Entra! Entra! risero le sue parole, mi prese per mano e tutte le mie paure si dissolsero al suo comando.

Entrammo e prima che io sapessi come reagire, davanti ai miei occhi e orecchi e naso i Natali passati erano lì vivi, intatti!

Il profumo di arance candite, di cannella e pino, gli antichi soldatini di legno nella loro divisa militare, la Natività di porcellana che io avevo amato sempre così tanto, il servizio di Dresda ed i cristalli che io non potevo toccare.

Il mio spirito si sentì come un bambino all’uscita di scuola e si mise a danzare fra gli ornamenti di vetro.
Come per magia avevo di nuovo sei anni, sprofondato in un incantesimo di Natale, immerso in un milione di ricordi che il bambino dentro di me conosceva bene.
Fra le vecchie cartoline di Natale amorevolmente disposte, al posto d’onore c’erano quelle che avevamo fatto noi bambini. E là, al centro, la sua sedia a dondolo, il centro di tutto.

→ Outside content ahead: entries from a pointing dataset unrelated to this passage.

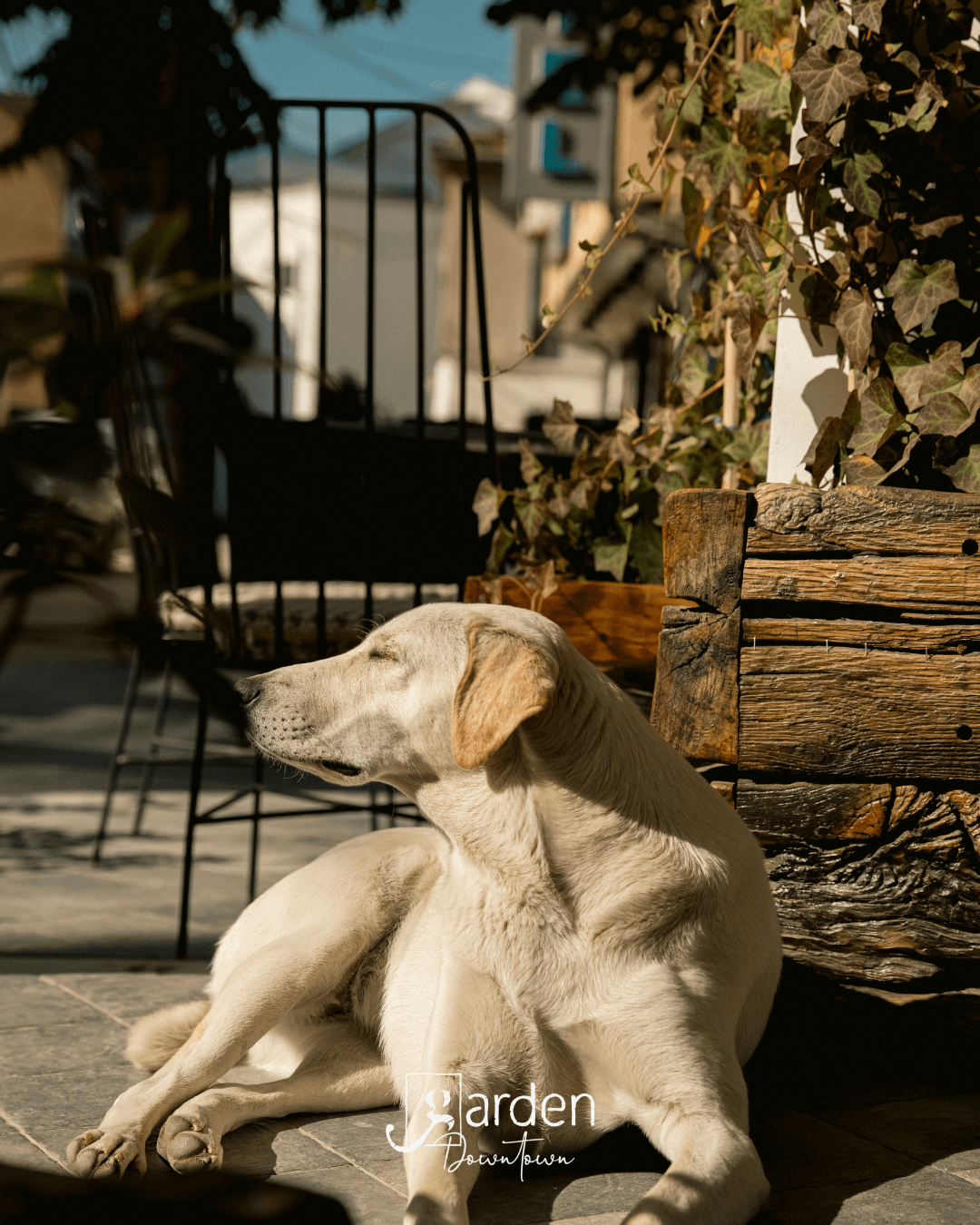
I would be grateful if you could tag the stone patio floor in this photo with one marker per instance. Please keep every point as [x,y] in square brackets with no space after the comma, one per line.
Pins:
[863,1110]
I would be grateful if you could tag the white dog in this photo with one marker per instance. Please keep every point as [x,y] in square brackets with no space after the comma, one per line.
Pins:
[588,921]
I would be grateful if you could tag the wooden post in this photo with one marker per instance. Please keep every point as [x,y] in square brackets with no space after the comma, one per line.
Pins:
[730,416]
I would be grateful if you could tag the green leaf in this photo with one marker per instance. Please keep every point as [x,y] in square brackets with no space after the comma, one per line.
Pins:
[762,88]
[827,83]
[750,445]
[152,249]
[560,427]
[756,17]
[531,466]
[867,14]
[827,24]
[859,171]
[692,205]
[531,517]
[965,472]
[692,111]
[853,322]
[500,546]
[647,552]
[721,160]
[879,418]
[749,240]
[830,436]
[612,557]
[944,414]
[486,505]
[908,369]
[936,227]
[916,290]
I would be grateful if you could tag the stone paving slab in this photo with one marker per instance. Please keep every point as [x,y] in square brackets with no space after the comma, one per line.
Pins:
[941,1131]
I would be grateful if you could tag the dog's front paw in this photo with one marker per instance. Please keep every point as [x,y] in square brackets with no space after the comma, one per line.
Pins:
[189,1147]
[104,1154]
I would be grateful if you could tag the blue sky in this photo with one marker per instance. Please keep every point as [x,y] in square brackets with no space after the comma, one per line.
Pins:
[422,55]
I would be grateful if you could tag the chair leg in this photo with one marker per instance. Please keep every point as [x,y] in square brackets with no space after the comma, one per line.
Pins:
[163,704]
[129,702]
[185,882]
[256,818]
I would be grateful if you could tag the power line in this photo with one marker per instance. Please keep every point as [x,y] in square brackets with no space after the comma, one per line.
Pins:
[345,53]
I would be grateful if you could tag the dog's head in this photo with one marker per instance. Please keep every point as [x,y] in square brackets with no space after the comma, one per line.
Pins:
[437,689]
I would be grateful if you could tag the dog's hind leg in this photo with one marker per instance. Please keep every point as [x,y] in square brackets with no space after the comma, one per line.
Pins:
[345,1071]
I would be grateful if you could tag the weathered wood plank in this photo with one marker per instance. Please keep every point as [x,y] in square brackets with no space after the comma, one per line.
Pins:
[917,583]
[871,881]
[704,545]
[887,634]
[815,811]
[696,697]
[798,518]
[614,625]
[886,714]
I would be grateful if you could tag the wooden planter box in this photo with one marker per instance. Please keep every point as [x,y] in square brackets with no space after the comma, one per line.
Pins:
[833,665]
[615,625]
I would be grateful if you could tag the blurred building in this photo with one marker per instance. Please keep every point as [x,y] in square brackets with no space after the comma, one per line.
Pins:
[603,358]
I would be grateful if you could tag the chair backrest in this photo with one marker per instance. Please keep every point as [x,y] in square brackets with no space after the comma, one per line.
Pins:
[303,469]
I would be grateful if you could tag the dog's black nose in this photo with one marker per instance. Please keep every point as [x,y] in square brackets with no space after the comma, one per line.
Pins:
[249,689]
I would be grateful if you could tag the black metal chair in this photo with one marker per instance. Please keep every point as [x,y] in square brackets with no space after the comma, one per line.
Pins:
[395,505]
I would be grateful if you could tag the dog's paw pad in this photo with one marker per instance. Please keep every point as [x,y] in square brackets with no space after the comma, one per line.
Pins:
[104,1155]
[189,1148]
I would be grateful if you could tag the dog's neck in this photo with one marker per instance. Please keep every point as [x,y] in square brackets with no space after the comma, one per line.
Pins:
[571,789]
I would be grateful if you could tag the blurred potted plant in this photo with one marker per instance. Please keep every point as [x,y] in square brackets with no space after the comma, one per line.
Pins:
[581,542]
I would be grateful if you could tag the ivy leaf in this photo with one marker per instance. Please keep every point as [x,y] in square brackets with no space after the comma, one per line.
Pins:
[827,83]
[531,516]
[486,505]
[916,290]
[745,231]
[720,160]
[827,24]
[746,328]
[762,88]
[560,427]
[692,205]
[936,227]
[500,546]
[833,434]
[610,557]
[858,173]
[867,14]
[531,466]
[879,418]
[965,472]
[756,17]
[908,370]
[969,389]
[853,322]
[692,111]
[944,414]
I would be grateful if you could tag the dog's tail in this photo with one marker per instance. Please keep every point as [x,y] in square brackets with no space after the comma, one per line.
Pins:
[156,1038]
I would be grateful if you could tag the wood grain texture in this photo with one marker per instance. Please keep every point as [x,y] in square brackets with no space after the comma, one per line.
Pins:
[614,625]
[886,714]
[704,545]
[917,583]
[798,518]
[696,699]
[872,881]
[888,634]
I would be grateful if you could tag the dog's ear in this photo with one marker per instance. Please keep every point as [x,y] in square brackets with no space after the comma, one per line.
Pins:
[506,680]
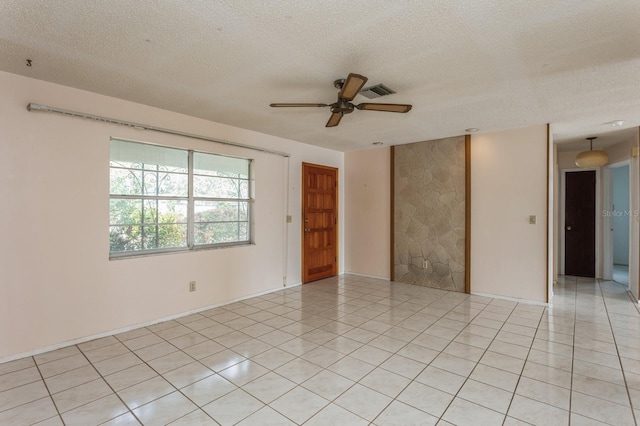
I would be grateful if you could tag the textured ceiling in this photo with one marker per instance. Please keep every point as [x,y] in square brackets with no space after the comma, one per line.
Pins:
[470,63]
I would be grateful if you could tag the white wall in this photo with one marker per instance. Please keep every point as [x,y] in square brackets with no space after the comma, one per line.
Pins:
[621,215]
[367,212]
[509,183]
[57,283]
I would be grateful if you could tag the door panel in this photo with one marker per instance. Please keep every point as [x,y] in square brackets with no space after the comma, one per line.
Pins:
[319,214]
[580,223]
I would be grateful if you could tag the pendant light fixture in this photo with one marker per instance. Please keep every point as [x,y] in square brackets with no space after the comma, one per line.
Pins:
[591,158]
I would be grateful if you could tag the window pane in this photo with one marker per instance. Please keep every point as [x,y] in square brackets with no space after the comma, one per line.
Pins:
[219,165]
[164,236]
[165,211]
[125,212]
[125,238]
[125,182]
[244,189]
[220,211]
[169,184]
[217,187]
[133,152]
[243,231]
[216,233]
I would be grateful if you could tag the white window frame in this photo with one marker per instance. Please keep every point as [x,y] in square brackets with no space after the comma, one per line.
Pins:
[191,200]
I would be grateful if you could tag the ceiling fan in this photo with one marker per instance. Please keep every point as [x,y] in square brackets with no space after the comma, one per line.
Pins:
[349,88]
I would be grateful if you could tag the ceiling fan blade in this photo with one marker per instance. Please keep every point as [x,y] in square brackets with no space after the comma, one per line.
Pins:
[334,120]
[384,107]
[352,86]
[297,105]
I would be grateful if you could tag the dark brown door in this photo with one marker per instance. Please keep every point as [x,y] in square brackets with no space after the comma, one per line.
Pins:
[319,222]
[580,224]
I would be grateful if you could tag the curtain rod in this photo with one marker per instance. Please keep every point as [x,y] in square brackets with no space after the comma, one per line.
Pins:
[44,108]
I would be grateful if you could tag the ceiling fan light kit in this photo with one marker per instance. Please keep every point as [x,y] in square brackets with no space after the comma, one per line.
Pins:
[592,158]
[349,89]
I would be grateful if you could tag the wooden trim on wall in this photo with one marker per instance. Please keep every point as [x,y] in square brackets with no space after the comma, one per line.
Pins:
[548,193]
[467,214]
[392,275]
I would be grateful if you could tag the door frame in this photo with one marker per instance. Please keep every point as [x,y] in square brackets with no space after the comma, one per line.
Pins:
[562,212]
[607,203]
[302,223]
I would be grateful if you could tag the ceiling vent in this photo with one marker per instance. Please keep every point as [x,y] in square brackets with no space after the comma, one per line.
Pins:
[376,91]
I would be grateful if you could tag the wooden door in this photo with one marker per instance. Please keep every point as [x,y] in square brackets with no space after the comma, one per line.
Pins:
[319,222]
[580,224]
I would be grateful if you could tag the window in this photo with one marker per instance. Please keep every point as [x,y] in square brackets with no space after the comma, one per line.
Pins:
[167,199]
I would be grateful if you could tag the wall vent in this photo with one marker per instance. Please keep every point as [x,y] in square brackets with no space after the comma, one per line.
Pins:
[376,91]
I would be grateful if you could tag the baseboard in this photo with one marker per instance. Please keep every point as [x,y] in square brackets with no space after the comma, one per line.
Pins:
[133,327]
[511,299]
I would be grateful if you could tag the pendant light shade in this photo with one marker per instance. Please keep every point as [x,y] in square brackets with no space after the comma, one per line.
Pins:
[591,158]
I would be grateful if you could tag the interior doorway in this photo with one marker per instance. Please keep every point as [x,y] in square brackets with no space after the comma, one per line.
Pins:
[580,223]
[319,222]
[620,223]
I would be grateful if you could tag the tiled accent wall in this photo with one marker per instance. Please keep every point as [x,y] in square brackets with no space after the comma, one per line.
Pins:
[429,213]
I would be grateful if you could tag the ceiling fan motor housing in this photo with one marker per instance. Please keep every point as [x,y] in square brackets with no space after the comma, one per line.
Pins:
[342,106]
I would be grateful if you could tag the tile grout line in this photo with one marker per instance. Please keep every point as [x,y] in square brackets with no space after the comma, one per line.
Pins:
[47,388]
[624,376]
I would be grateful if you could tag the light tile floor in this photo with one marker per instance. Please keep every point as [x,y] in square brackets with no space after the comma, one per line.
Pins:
[350,351]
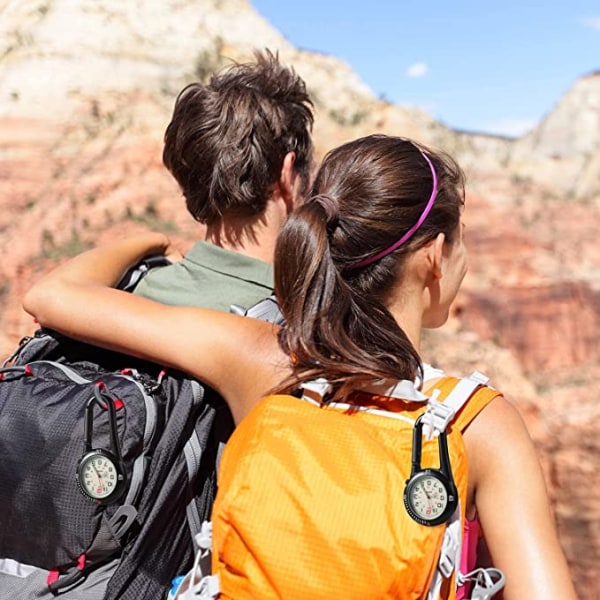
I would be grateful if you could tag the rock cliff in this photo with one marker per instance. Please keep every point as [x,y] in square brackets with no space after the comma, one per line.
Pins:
[86,90]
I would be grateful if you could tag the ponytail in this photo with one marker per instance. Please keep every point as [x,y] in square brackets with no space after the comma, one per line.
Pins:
[333,329]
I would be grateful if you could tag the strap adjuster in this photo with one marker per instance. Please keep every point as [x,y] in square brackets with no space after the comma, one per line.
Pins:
[437,416]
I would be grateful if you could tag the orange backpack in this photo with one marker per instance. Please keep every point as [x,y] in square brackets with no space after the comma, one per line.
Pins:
[310,501]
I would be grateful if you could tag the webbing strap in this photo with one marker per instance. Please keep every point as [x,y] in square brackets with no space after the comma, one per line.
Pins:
[196,585]
[439,414]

La prozia era in piedi e mi stava dicendo quanto era bello che fossi venuto a trovarla. Sedetti e cominciai a blaterare del tempo e dell’influenza. Lei ascoltò con molta pazienza e poi chiese: “Cosa c’è di nuovo?”

Pensieri e parole cominciarono a fluire. Cominciai a ritrovare il senso e persi l’allegria fasulla che uso quando sono teso. Lei si interessò appassionatamente di tutto quello che facevo. Era positiva. Incoraggiante. Come quando ero bambino.
Le semplici generalizzazioni non le bastavano, voleva lo specifico. I particolari.

Parlammo delle limitazioni che aveva dovuto affrontare e lei ne parlò con franchezza assoluta e con umorismo e grazia. Poi sfidando la realtà della stampella e raddrizzando il ginocchio, sulle ali dell'ospitalità volò a preparare il tè.

Ero solo, con sentimenti che non provavo da anni. Guardai attorno a me il Natale, attraverso un fitto, caldo velo di lacrime e le candele e l'agrifoglio che lei aveva sistemato su ogni mensola e i biscotti incredibilmente buoni che in qualche modo cuoceva ancora nel forno.

Ma questi ricordi ricchi e tattili, diventarono pallidi e inconsistenti, al confronto del Natale che la mia prozia conservava in se stessa. Il suo corpo era ridotto della metà e quasi esaurito, ma in lei vedevo tutto il miracolo del Natale, il trionfo di un'anima.

Il triplice battito di due piedi e una stampella arrivò dal corridoio con il tintinnio delle cineserie nell’armadio contro il muro. Versò due tazze, sorrise e me ne porse una e decidemmo che sarei tornato ancora, per una tazza di tè di Natale.